Uraian ini tidak hanya akan menjawab pertanyaan tersebut, tetapi juga mengupas dinamika sosial, ekonomi, kebijakan, hingga studi kasus nyata yang mencerminkan wajah kemiskinan di balik gedung-gedung dan jalan tol yang membentang di Tangerang.






2. Gambaran Umum Kabupaten Tangerang


Kabupaten Tangerang merupakan bagian dari Provinsi Banten dengan luas wilayah ±959 km² dan jumlah penduduk sekitar 3,4 juta jiwa (BPS, 2025). Wilayah ini terbagi menjadi 29 kecamatan, dengan sebaran ekonomi yang timpang antara kawasan industri dan daerah pinggiran. Kabupaten Tangerang mencakup area urban seperti Cikupa, Curug, dan Balaraja yang cukup maju, serta daerah agraris seperti Gunung Kaler dan Mekar Baru yang masih minim infrastruktur.


Pentingnya memahami geografi dan karakter demografis Kabupaten Tangerang menjadi dasar penting untuk memetakan masalah kemiskinan secara lebih komprehensif.



3. Definisi Kemiskinan: Perspektif BPS dan Sosial

BPS mendefinisikan kemiskinan sebagai ketidakmampuan individu dalam memenuhi kebutuhan dasar, seperti pangan, sandang, perumahan, pendidikan, dan kesehatan. Namun, secara sosial, kemiskinan juga dipandang sebagai keterbatasan akses terhadap kesempatan kerja yang layak, partisipasi sosial, hingga keterwakilan dalam proses politik dan pembangunan.


Terdapat pula istilah kemiskinan ekstrem, yakni kondisi di mana pendapatan per kapita individu berada di bawah 1,9 dolar AS per hari (menurut standar Bank Dunia). Dalam konteks Tangerang, hal ini masih terjadi di kantong-kantong tertentu.



4. Profil Kemiskinan Kabupaten Tangerang 2025 

Menurut data Statistik Kesejahteraan Rakyat 2024, jumlah penduduk miskin di Kabupaten Tangerang tercatat sebesar 276.330 jiwa, atau 8,2% dari total populasi. Garis kemiskinan tahun 2024 mencapai Rp597.000 per kapita per bulan.


Walau angka ini menurun dibanding 2022 (8,5%), penurunan tidak terjadi merata.
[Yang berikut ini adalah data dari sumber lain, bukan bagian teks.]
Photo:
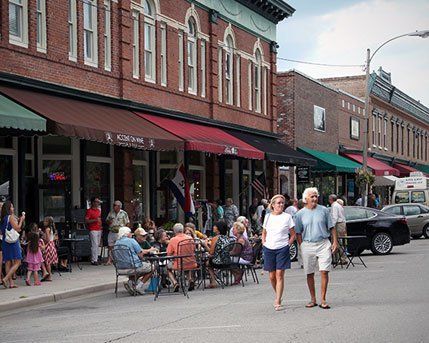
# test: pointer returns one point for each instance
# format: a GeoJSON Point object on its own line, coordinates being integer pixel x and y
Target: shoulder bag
{"type": "Point", "coordinates": [11, 236]}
Kesenjangan antara kawasan industri dengan wilayah pesisir atau pertanian masih tinggi.


BPS juga mencatat peningkatan jumlah rumah tangga penerima bantuan sosial, terutama dalam bentuk Program Keluarga Harapan (PKH), BLT Dana Desa, dan BPNT, sebagai indikator lain bahwa banyak keluarga masih tergolong rentan miskin.



5. Pemetaan Wilayah Kemiskinan Ekstrem 

Bappeda Kabupaten Tangerang menetapkan sejumlah kecamatan prioritas penanganan kemiskinan ekstrem, antara lain:

  • Kecamatan Teluknaga: Daerah pesisir dengan isu banjir, pengangguran tinggi, dan stunting.

  • Kecamatan Mekar Baru: Minimnya infrastruktur pendidikan dan akses layanan kesehatan.

  • Kecamatan Solear: Meski dekat dengan kota, banyak warga bekerja sebagai buruh lepas tanpa jaminan sosial.

Wilayah-wilayah ini menjadi target dalam program Musrenbang RKPD 2025, dengan fokus pada perbaikan akses dasar.


6. Faktor Penyebab Kemiskinan di Kabupaten Tangerang 

Kemiskinan di Kabupaten Tangerang tidak dapat dipisahkan dari kompleksitas faktor struktural dan kontekstual. Berikut beberapa faktor utama:

a. Ketimpangan Akses Pendidikan

Wilayah pedesaan seperti Mekar Baru dan Gunung Kaler memiliki keterbatasan dalam hal fasilitas pendidikan menengah dan kejuruan. Anak-anak dari keluarga miskin sering kali hanya menyelesaikan pendidikan dasar. Kurangnya pendidikan berdampak langsung pada rendahnya keterampilan kerja dan ketergantungan pada pekerjaan informal dengan penghasilan tidak menentu.


b. Pengangguran dan Pekerjaan Rentan

Meskipun Kabupaten Tangerang memiliki kawasan industri besar di Cikupa, Balaraja, dan Curug, tidak semua warga mendapat manfaat langsung. Banyak warga lokal hanya menjadi buruh harian atau pekerja kontrak. Menurut data Dinas Tenaga Kerja Kabupaten Tangerang (2025), tingkat pengangguran terbuka berada di angka 7,4%, dengan mayoritas pengangguran berasal dari lulusan SMA sederajat.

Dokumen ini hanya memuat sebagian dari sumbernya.